Now, I’m not suggesting motherhood isn’t incredibly hard work and I didn’t come to it early, but I know of so many young mothers who are magnificent at mothering and this advert does a decent job of discrediting them all. Mothers building humans with love. Mothers who may or may not go out to the pub in high heels wearing lipstick but who learnt a lot earlier than their peers about priorities and time management and selflessness. Mothers who know their children to be positive social investments.
Society must tackle rising rates of teenage pregnancies and safe sex should be top of the agenda but there’s ways of tackling it and this heavy-handed, sexist reductionism ain’t it. Adolescence is complex and healthcare, of all the sectors, should really be handling campaigns of this nature with more grace and sensitivity.
Nicola Wenlock, Director of sexual health for Walsall Healthcare Trust has issued this: “We apologise if this advertisement has raised a concern, the intent was to raise awareness of emergency contraception and advice available for those in this age group who wish to avoid unwanted pregnancies.’
As a former social worker with young people, I’ve delivered sexual health training and done intensive therapeutic work around pregnancy, STDs and healthy relationships. I know how crucial it is to reduce teenage pregnancies. I’ve also worked specifically with single young mothers and know them to be some of the most resilient people I’ve ever met.

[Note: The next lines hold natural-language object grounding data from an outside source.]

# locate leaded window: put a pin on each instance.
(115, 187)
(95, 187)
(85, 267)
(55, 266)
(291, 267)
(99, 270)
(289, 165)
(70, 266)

I’ve tried to think my way through the cultural context of this advertisement from a health perspective but I’m really struggling with its discriminatory tone. Heels or a baby? Offensive. Heels or a baby? Extraneous. Heels or a baby? Flippant. Apology or not, I’m troubled this campaign ever got signed off.
For the record I wear heels. Very high ones. I’ve also got two children. See, I dared to choose both and my heels: well, I run exceptionally fast in them.